Compulsory sickness insurance
As of January 2008, the social security contributions paid by self-employed persons automatically entitle them to full cover for compulsory health insurance, in the same way as employed persons and civil servants. Consequently, they receive the same level of reimbursement for medical treatment and medication and are no longer required to pay additional contributions for ‘small risks’ insurance.
To benefit from health insurance payments, the newly self-employed must take the following steps:
- Join a social insurance fund, into which they pay quarterly social security contributions
- Register with a mutualité/ziekenfonds (mutual health insurance fund). (French-Dutch)

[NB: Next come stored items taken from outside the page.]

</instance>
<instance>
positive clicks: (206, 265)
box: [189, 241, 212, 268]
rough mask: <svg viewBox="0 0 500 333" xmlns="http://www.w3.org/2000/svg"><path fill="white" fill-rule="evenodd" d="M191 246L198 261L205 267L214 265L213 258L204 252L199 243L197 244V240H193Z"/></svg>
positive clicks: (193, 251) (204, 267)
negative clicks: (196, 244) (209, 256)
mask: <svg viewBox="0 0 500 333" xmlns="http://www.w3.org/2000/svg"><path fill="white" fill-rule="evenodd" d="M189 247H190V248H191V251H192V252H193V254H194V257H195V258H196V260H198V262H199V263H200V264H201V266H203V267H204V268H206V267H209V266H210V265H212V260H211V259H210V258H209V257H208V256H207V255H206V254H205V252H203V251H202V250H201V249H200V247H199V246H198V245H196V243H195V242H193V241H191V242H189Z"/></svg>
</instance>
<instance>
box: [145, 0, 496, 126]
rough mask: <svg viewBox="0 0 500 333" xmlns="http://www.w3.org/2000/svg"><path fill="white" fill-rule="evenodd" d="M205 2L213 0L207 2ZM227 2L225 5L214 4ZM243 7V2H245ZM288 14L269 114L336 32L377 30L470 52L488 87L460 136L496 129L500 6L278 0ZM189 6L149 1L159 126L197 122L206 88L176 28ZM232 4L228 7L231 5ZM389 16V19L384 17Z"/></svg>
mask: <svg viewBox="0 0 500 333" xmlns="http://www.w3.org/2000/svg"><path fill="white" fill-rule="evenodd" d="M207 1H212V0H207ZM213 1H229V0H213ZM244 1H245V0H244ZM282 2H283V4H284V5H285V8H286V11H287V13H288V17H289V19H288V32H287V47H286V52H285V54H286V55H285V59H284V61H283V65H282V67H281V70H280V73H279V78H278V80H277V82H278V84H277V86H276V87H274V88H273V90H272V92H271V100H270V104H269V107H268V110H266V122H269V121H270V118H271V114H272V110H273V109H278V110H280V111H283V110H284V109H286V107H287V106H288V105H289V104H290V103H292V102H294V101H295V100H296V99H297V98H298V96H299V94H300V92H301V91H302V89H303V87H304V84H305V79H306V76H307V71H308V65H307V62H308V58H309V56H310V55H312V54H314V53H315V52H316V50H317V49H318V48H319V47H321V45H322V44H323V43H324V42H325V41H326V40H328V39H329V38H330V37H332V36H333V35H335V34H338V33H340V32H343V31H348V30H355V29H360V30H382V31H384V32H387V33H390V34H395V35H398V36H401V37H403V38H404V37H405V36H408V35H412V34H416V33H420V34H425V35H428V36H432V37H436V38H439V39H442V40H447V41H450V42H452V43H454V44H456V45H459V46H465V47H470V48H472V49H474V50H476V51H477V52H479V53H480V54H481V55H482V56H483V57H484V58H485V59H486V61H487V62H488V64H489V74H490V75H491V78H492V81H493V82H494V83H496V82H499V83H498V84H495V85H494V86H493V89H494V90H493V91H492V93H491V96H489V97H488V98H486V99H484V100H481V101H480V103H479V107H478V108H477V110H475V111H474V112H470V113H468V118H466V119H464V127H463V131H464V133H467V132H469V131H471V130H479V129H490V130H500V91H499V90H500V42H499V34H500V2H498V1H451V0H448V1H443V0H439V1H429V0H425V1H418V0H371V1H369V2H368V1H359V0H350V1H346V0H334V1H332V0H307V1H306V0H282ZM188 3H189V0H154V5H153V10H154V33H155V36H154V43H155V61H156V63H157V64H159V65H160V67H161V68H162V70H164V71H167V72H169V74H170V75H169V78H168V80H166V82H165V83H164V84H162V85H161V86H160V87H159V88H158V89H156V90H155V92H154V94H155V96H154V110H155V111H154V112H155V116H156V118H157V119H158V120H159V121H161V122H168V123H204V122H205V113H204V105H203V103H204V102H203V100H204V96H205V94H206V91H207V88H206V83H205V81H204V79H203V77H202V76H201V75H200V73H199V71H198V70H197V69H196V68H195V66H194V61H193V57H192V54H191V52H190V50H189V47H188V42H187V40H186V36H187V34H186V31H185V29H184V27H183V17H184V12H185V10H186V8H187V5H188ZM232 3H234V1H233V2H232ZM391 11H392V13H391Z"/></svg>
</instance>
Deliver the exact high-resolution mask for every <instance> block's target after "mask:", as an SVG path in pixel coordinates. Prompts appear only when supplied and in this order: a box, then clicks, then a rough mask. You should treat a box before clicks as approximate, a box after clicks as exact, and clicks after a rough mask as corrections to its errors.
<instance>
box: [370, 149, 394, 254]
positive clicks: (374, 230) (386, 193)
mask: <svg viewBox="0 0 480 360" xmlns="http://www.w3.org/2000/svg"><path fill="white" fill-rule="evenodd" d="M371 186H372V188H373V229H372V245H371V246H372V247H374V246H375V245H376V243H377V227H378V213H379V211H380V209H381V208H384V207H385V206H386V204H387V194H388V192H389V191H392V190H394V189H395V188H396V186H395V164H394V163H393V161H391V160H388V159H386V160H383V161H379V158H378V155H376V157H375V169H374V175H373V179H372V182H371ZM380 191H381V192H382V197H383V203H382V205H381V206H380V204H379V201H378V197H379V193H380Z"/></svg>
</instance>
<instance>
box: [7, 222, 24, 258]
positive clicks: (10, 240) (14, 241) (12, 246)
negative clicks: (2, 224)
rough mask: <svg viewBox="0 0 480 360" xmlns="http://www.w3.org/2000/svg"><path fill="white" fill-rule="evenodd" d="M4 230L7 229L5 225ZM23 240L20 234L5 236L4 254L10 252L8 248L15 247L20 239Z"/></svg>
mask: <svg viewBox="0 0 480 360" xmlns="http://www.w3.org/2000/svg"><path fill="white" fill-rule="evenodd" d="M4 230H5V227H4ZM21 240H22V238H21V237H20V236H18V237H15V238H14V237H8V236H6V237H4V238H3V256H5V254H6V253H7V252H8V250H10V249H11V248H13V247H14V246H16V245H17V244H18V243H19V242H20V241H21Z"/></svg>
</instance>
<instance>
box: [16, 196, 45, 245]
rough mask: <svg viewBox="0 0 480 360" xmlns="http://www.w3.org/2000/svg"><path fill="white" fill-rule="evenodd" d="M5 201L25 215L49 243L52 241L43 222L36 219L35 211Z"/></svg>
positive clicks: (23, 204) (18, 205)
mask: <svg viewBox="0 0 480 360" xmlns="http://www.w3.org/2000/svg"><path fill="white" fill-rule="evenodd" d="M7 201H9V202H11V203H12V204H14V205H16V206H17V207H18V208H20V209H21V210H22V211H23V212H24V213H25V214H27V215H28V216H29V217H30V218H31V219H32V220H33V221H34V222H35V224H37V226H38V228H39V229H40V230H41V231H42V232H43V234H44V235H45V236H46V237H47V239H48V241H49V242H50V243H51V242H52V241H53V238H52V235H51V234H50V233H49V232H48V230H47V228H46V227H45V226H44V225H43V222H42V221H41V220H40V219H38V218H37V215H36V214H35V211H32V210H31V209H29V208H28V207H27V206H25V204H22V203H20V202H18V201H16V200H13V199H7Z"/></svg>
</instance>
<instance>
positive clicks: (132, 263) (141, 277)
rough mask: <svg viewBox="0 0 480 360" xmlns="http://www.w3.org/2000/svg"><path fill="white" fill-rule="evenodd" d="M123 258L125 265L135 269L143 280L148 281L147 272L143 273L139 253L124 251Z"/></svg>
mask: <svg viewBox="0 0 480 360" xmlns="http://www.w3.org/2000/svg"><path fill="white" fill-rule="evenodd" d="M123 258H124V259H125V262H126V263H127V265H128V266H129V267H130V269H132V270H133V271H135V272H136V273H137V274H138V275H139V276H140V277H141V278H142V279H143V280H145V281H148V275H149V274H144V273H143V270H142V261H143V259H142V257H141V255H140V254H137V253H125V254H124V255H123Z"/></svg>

The social insurance fund sends the health insurance fund the documents and information needed to activate your entitlement to healthcare and benefits.
Work incapacity and invalidity
If you are unable to work on health grounds, you are guaranteed a daily flat-rate allowance starting from the second month and lasting up to 12 months. After that time, you will receive invalidity benefit.
If a self-employed woman (or assisting spouse) becomes pregnant, she is entitled to eight weeks’ pre- and post-natal leave (six weeks’ leave is compulsory). During this time off work, she is paid a replacement income. To compensate self-employed women for an early return to work, they are now entitled to 105 free service vouchers to be used within the eight months following the birth.